Hello everyone,
I wanted to share with you the securing of Active Directory from a Group Policy Object GPO point of view.
===========================================================
As an overview I propose this link where we discuss AD Windows security in general.
Version 28 Sep 2021 #13 in the Blue Cyber Education Series
==========================================================
We will now proceed to analyse and implement hardening best practices for an Active Directory system via the "Microsoft Security Compliance Toolkit 1.0".
ATTENTION: In order to implement the following Security GPOs, it is necessary to create a lab.
Many security GPOs could compromise various features of the Domain\users\computers object and applications.
It is strongly recommended to carefully analyse and test each GPO before bringing it into production.
Link to the documentation & Download:
https://learn.microsoft.com/en-us/windows/security/threat-protection/windows-security-configuration-framework/security-compliance-toolkit-10
https://www.microsoft.com/en-us/download/details.aspx?id=55319
Download and unpack the downloaded package.
- Using the Policy Analyser you can compare the SCT GPO best practices with your own GPOs that you have implemented.
- Extract PolicyAnalyzer.zip
- For example, let's extract Windows Server 2012 R2 Security Baseline.zip
- Run PolicyAnalyzer.exe
- Go to the path where you extracted the Windows 2012 R2 security baseline and import it.
- Set the paths
- click on View/Compare to display the imported baseline.
- To compare with the configurations on your Domain Controller click on the Compare to Effective State button, which compares the selected baseline with the current system state. In the Policy Viewer you will be able to see the results and compare the two columns with the settings on the left and the settings suggested by Microsoft (which you imported) on the right.
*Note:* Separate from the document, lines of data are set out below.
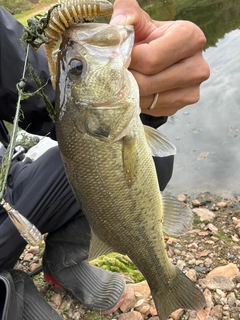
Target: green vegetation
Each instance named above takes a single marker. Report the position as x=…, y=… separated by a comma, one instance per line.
x=116, y=262
x=94, y=316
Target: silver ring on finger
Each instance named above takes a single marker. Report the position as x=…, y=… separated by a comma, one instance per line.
x=155, y=99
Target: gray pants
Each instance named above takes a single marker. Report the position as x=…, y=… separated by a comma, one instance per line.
x=40, y=191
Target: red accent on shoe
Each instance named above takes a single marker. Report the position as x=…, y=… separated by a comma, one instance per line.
x=51, y=280
x=117, y=305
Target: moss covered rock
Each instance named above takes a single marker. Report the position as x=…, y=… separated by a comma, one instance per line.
x=118, y=263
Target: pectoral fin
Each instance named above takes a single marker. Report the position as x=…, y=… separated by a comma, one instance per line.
x=97, y=247
x=159, y=145
x=130, y=166
x=178, y=217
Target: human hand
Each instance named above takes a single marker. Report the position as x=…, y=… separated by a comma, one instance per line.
x=166, y=59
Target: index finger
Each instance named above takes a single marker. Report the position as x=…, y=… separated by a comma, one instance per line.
x=166, y=45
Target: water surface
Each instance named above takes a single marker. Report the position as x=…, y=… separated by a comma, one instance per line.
x=207, y=134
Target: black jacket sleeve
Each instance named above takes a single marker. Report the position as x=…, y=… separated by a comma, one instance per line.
x=12, y=57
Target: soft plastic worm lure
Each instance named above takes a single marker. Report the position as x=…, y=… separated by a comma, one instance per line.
x=27, y=230
x=49, y=29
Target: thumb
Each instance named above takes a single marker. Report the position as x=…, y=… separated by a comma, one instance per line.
x=129, y=12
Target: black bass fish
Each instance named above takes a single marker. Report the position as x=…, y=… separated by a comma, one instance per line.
x=107, y=153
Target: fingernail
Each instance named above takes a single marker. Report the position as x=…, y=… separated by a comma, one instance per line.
x=118, y=19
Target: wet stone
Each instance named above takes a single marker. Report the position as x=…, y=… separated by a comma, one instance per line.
x=219, y=282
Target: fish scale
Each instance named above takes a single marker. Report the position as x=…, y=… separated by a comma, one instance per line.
x=106, y=152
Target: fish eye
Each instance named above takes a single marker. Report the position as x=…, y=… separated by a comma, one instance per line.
x=76, y=67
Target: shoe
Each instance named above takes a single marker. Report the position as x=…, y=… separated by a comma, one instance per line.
x=20, y=299
x=65, y=266
x=8, y=299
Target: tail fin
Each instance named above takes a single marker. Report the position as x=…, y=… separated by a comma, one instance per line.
x=182, y=294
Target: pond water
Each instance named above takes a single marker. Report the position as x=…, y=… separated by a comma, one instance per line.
x=207, y=134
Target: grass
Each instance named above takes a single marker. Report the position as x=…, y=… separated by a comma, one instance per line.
x=38, y=9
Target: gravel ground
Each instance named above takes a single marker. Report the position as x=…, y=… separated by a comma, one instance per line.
x=209, y=255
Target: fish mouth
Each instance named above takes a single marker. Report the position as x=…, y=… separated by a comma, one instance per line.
x=112, y=103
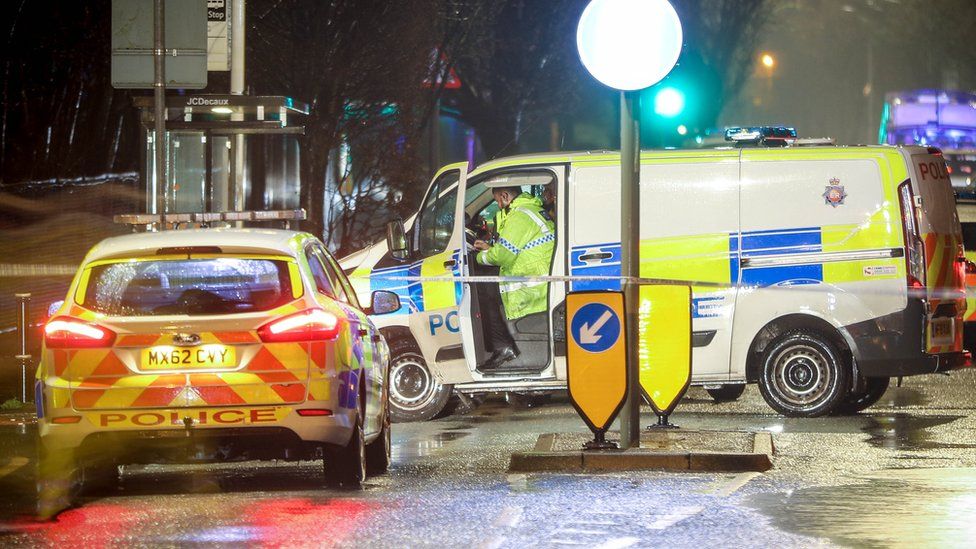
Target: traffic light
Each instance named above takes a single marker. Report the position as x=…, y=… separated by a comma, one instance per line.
x=669, y=102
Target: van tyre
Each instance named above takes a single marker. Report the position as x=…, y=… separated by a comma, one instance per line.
x=346, y=465
x=378, y=452
x=414, y=393
x=727, y=393
x=865, y=396
x=804, y=374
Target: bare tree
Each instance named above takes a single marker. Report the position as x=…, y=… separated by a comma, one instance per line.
x=361, y=65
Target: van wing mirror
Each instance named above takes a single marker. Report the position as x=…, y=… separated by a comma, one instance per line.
x=53, y=308
x=396, y=239
x=384, y=302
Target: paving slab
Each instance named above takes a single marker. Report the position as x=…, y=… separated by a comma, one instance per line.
x=666, y=450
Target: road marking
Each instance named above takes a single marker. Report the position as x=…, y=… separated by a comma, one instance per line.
x=580, y=532
x=492, y=543
x=14, y=464
x=726, y=489
x=546, y=442
x=510, y=517
x=670, y=519
x=618, y=543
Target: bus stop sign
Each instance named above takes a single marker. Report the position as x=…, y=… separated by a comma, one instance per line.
x=595, y=356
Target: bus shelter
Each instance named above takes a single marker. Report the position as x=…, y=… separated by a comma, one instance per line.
x=203, y=134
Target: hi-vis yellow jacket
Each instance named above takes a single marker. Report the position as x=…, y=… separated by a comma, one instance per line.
x=526, y=241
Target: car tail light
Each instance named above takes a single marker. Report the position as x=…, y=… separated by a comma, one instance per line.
x=914, y=247
x=308, y=325
x=64, y=332
x=314, y=412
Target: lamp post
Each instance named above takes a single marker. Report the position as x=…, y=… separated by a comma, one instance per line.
x=629, y=45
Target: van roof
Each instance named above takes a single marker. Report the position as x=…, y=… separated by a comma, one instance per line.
x=569, y=157
x=275, y=241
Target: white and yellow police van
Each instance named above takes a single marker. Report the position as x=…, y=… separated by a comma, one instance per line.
x=819, y=272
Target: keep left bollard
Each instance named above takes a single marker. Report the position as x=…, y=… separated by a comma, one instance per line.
x=23, y=326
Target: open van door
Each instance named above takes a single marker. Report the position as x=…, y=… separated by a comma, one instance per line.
x=940, y=234
x=481, y=305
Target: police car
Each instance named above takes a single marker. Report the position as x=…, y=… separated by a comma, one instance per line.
x=213, y=345
x=818, y=271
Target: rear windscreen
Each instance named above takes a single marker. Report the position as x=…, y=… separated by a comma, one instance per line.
x=188, y=287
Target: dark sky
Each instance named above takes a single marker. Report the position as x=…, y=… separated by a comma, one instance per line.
x=822, y=50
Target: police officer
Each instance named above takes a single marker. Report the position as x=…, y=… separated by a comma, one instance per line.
x=526, y=242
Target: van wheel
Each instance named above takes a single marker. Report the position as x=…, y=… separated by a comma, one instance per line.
x=346, y=465
x=858, y=400
x=727, y=393
x=378, y=452
x=804, y=374
x=414, y=393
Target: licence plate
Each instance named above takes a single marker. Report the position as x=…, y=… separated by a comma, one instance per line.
x=941, y=330
x=203, y=356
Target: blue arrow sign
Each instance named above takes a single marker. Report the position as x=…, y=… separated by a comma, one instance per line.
x=595, y=327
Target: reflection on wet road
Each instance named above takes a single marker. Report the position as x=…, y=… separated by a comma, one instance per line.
x=864, y=480
x=898, y=508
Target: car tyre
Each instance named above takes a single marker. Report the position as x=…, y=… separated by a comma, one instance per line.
x=346, y=465
x=869, y=394
x=414, y=393
x=804, y=374
x=379, y=451
x=727, y=393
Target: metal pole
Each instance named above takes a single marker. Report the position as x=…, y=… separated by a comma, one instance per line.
x=159, y=86
x=237, y=88
x=630, y=258
x=23, y=325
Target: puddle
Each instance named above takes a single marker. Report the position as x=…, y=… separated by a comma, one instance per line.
x=907, y=432
x=448, y=436
x=896, y=508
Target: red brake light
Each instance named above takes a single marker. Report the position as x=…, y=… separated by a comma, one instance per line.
x=64, y=332
x=314, y=412
x=914, y=248
x=308, y=325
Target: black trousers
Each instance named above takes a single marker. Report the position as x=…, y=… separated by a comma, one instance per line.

- Identical values are displayed in white, conflicting settings are highlighted in yellow and absent settings in grey. The pane below shows the policy setting, location and other information associated with the selected row.
- It is possible to export this to excel by installing the software.
- How to import GPO MSCT Hardening
- After comparing the results, you can deploy the baselines proposed by Microsoft. Extract the baseline version that matches the version of your operating system and import the administrative templates that you find in the Templates folder in the Central Store (PolicyDefinitions folder of SYSVOL)
- Create an empty GPO and import from the MSCT gpo template from backup.
- Example policy name:
-
Hardening Member Windows Server 2012 , 2019 ,2022
-
Hardening Domain Controller Windows Server 2012 , 2019 ,2022
-
- Import all GPOs pertaining to the O.S. and object type.
Doman Controllers
Members Servers
Users
Computers
- Change Windows Firewall GPO settings to allow Domain Controllers remote administration of member servers
- Add Windows Firewall: Allow remote administration exception
- You can apply GPOs via a WMI Filter per O.S.
- Test the WMI filter carefully to avoid applying policies on the wrong systems.
You are ready to take the propaedeutic tests
- There are many interesting utilities in the package to help automate and merge your GPOs
- It is possible to view all policy settings under 'GP reports' of each O.S. template
thank you for your attention if you would like to add info.